Reolysin Combined With Docetaxel and Prednisone or Docetaxel and Prednisone Alone in Metastatic Castration Resistant Prostate Cancer

This study is currently recruiting participants. (see Contacts and Locations)
Verified February 2014 by NCIC Clinical Trials Group
Sponsor:
Collaborator:
Oncolytics Biotech
Information provided by (Responsible Party):
NCIC Clinical Trials Group
ClinicalTrials.gov Identifier:
NCT01619813
First received: June 12, 2012
Last updated: September 16, 2014
Last verified: February 2014
  Purpose

The purpose of this study is to find out if giving Reolysin in combination with docetaxel and prednisone can offer better results than standard therapy with docetaxel and prednisone.

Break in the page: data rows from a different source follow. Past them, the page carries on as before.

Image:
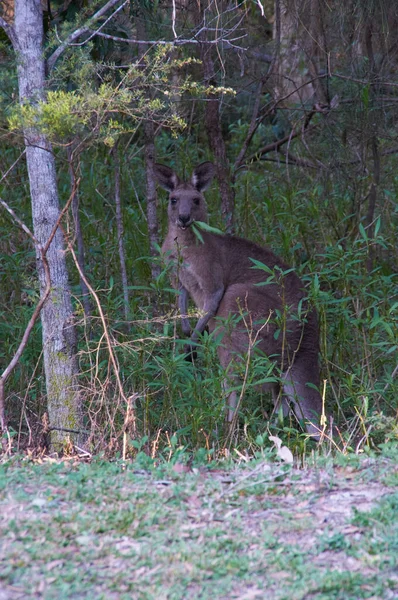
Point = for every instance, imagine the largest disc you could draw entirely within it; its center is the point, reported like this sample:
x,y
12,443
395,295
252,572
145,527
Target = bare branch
x,y
83,30
42,250
176,42
10,31
112,355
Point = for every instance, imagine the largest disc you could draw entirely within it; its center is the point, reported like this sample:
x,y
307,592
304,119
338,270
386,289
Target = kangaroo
x,y
219,273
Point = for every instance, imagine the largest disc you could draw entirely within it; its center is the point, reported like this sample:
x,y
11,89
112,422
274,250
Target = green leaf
x,y
197,233
205,227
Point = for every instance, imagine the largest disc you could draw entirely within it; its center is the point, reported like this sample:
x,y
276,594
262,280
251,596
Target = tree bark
x,y
120,234
216,141
59,338
150,154
78,234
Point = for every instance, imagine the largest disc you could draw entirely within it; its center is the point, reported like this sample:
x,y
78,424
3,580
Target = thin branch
x,y
12,166
176,42
82,31
42,250
10,32
252,129
112,356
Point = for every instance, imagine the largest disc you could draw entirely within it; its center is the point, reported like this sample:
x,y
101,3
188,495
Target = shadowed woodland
x,y
296,105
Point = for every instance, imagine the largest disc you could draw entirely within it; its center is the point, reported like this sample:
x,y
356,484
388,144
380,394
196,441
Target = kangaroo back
x,y
227,275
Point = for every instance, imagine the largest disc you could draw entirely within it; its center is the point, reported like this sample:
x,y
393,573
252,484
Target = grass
x,y
256,530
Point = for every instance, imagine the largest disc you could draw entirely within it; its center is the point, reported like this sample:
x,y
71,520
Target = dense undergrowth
x,y
351,277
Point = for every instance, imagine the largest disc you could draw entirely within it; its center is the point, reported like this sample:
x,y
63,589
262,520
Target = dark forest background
x,y
296,103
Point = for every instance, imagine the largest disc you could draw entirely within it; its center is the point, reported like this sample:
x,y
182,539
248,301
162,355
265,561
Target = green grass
x,y
258,530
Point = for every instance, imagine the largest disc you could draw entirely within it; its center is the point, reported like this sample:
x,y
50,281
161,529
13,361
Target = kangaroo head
x,y
186,201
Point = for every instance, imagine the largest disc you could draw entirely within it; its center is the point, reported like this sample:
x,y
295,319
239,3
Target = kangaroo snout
x,y
184,220
217,273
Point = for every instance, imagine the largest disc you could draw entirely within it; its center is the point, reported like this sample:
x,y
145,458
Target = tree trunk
x,y
79,235
59,338
150,153
120,235
216,140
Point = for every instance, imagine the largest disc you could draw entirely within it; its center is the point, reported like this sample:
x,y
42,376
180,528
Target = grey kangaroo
x,y
218,273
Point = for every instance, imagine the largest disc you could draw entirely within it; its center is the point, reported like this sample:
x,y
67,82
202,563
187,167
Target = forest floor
x,y
258,530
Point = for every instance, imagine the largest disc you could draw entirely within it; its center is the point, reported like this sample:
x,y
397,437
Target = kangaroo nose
x,y
184,219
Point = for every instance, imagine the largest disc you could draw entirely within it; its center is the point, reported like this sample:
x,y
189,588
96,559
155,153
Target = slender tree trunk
x,y
216,140
120,235
150,153
59,339
79,235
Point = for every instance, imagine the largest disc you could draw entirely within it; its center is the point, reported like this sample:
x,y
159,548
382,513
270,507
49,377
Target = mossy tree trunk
x,y
59,338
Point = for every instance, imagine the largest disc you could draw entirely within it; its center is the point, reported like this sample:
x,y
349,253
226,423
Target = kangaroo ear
x,y
166,177
202,176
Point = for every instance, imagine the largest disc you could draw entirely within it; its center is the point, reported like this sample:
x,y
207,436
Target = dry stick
x,y
120,233
43,251
130,417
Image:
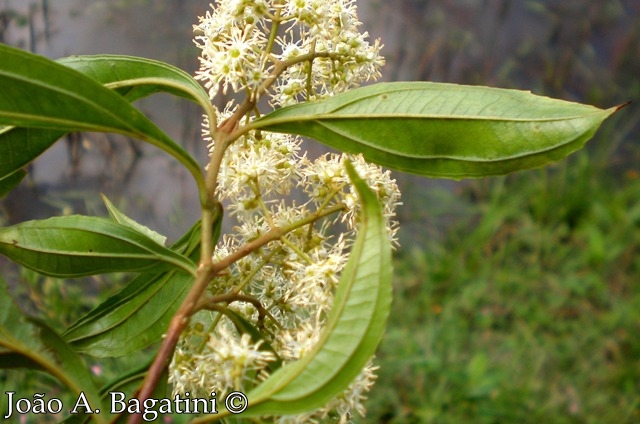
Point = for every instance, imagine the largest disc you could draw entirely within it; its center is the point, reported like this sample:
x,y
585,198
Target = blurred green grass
x,y
527,309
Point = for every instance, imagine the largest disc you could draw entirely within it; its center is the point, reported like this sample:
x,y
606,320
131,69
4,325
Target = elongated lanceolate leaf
x,y
443,130
354,327
123,219
139,314
74,246
20,146
40,93
137,77
25,341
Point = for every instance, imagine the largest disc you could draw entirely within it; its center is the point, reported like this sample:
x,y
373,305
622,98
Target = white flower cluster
x,y
241,46
288,284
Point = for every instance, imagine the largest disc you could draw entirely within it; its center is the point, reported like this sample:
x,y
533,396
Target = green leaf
x,y
123,219
74,246
10,182
40,93
354,327
443,130
139,314
137,77
34,343
20,146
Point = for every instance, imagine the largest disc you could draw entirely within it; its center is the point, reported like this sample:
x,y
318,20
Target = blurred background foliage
x,y
517,298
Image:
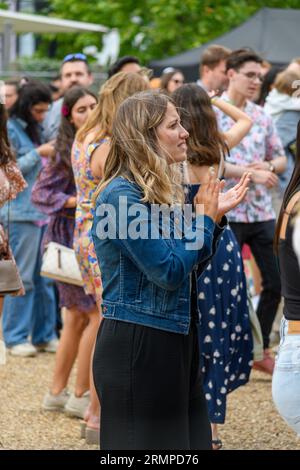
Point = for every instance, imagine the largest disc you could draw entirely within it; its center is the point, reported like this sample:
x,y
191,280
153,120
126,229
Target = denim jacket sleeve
x,y
26,161
165,262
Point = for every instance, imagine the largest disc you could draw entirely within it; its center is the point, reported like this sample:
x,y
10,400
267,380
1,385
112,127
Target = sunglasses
x,y
77,56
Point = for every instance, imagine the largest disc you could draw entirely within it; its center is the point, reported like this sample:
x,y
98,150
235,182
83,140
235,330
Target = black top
x,y
290,275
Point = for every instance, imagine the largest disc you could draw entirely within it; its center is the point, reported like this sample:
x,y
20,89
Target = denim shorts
x,y
286,377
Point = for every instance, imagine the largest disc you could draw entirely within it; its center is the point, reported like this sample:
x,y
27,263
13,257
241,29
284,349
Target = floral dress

Condition Intervention Phase
Prostate Cancer
Drug: Docetaxel, Reolysin and Prednisone
Drug: Docetaxel and Prednisone
Phase 2

Study Type: Interventional
Study Design: Allocation: Randomized
Endpoint Classification: Safety/Efficacy Study
Intervention Model: Parallel Assignment
Masking: Open Label
Primary Purpose: Treatment
Official Title: A Randomized Phase II Study of Reolysin in Combination With Docetaxel and Prednisone or Docetaxel and Prednisone Alone in Patients With Metastatic Castration Resistant Prostate Cancer

Resource links provided by NLM:


Further study details as provided by NCIC Clinical Trials Group:

Primary Outcome Measures:
  • Disease Progression [ Time Frame: 12 weeks ] [ Designated as safety issue: No ]
    Efficacy will be based on the lack of disease progression measured at 12 weeks.


Secondary Outcome Measures:
  • Effect of Docetaxel and Reolysin on circulating tumour cells [ Time Frame: 12 weeks ] [ Designated as safety issue: No ]
    Effect of docetaxel and Reolysin on the circulating tumour cell (CTC) favourable status (< 5 CTC per 7.5mL). Effect will be measured after 6 and 12 weeks of treatment.

  • PSA change rate [ Time Frame: 24 months ] [ Designated as safety issue: No ]
  • Objective Response [ Time Frame: 24 months ] [ Designated as safety issue: No ]
    Objective response rate (in patients with measurable disease at baseline)

  • Overall Survival [ Time Frame: 24 months ] [ Designated as safety issue: No ]
  • Determine patient tolerability and toxicity of Reolysin and Docetaxel in combination [ Time Frame: 24 months ] [ Designated as safety issue: Yes ]
    Determine the effect of Reolysin and Docetaxel in combination in patients.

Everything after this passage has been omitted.